Seit 1990 und zu Gelegenheiten wie den Columbusspielen 1992, dem Heiligen Jahr 2000 und dem G8-Gipfel 2002 sind über 2 Milliarden Euro nach Genua in die Stadterneuerung geflossen. Michaela Bürger, die das österreichische Kulturinstitut der ligurischen Landeshauptstadt leitet, kennt diese Entwicklung aus eigener Anschauung:
Ich liebe Genua, ich lebe gern hier seit zehn Jahren und ich habe die Entwicklung vom hässlichen Entlein zum Schwan mitverfolgt. Mit der Kulturhauptstadt ist es gelungen zu zeigen, dass Genua ein Schwan ist.
Das deutsche Goethe-Institut eröffnete sein Hauptstadt-Programm in diesem Jahr mit einer Beuys-Ausstellung und endet jetzt mit Baselitz. Zugleich begann es eine Partnerschaft mit den Kulturinstituten aus Frankreich, Spanien und Österreich. Institutsleiter Manfred Knisel erzählt:
Der Zufall wollte es, dass wir genau in diesem Jahr das europäische Kulturzentrum gegründet haben. Und da sind eine ganze Menge Veranstaltungen, die einen europäischen Kontext zumindest haben, nicht immer einen europäischen Inhalt. Insofern waren wir, glaube ich, insgesamt ganz gut dabei.

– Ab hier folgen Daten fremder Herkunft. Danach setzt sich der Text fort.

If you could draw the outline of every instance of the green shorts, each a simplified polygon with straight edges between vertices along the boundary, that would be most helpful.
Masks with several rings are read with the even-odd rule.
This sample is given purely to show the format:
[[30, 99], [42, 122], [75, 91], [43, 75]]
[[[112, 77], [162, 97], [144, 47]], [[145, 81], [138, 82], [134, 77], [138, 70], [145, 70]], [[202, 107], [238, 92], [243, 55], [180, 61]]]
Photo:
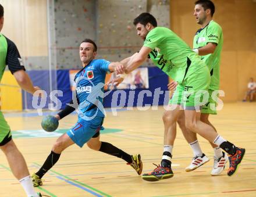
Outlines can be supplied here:
[[214, 101], [212, 97], [213, 91], [214, 91], [214, 90], [208, 89], [209, 99], [208, 102], [202, 106], [201, 113], [209, 114], [217, 114], [217, 110], [216, 110], [216, 108], [217, 107], [217, 102]]
[[4, 145], [12, 139], [10, 126], [7, 123], [2, 112], [0, 112], [0, 146]]
[[180, 105], [184, 109], [200, 110], [208, 99], [211, 76], [205, 66], [190, 74], [179, 84], [169, 101], [169, 105]]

Allerdings zeigt sich Michaela Bürger zusammen mit ihrem deutschen Kollegen sehr kritisch, was die Programme der Kulturhauptstadt in diesem Jahr angeht.
Bürger:
Das Grundprinzip der Veranstalter war, alle hier ansässigen Künstler oder Organisatoren, die wir ohnehin schon haben, denen geben wir einfach ein bisschen mehr Geld und dann haben ein schönes Programm beisammen. Das ist gar nicht ganz schlecht aber wirkt doch, wenn es so einseitig ist, dann doch sehr selbstzentriert, die reine Nabelschau und vor allem auch irgendwie provinziell.
Knisel:
Eine andere Geschichte war eine Oper von Heiner Goebbels, sehr erfolgreich kann man sagen, wir haben den hiesigen Leiter der Oper nach Amsterdam geschickt, er hat auch hinterher gesagt, schön, sehr schön, interessant, aber leider völlig ungeeignet für das Publikum in Genua.
Überhaupt, so der Tenor der Kritiker, sei Europa viel zu wenig im Programm vorgekommen. Die Veranstalter wehren sich. Allein die großen Ausstellungen über Rubens, die Seefahrt, die Architektur seinen immer auch ein Spiegel europäischer Entwicklungen gewesen. Man habe ein europäisches Theatertreffen organisiert, für das aus Deutschland Pina Bausch mit ihrem "Kontakthof" eingeladen worden ist. Europäische Partner hätten sich auch am Lyrikfestival und am Festival der Wissenschaften beteiligt. Davide Viziano, der Präsident der Veranstaltungsgesellschaft "Genova 04", gesteht dabei selbstkritisch ein:
Sicher hätte man, was europäische Themen angeht, noch mehr machen können. Aber es ist für Genua nicht leicht, sich zu öffnen, weil es lange eine sehr verschlossene Stadt war.
Vielleicht sollte sich auch die Europäische Union in Zukunft stärker in die inhaltliche Vorbereitung einbringen und nicht nur den Titel einer europäischen Kulturhauptstadt ausloben, dem Genua trotz aller Kritik in diesem Jahr alle Ehre gemacht hat.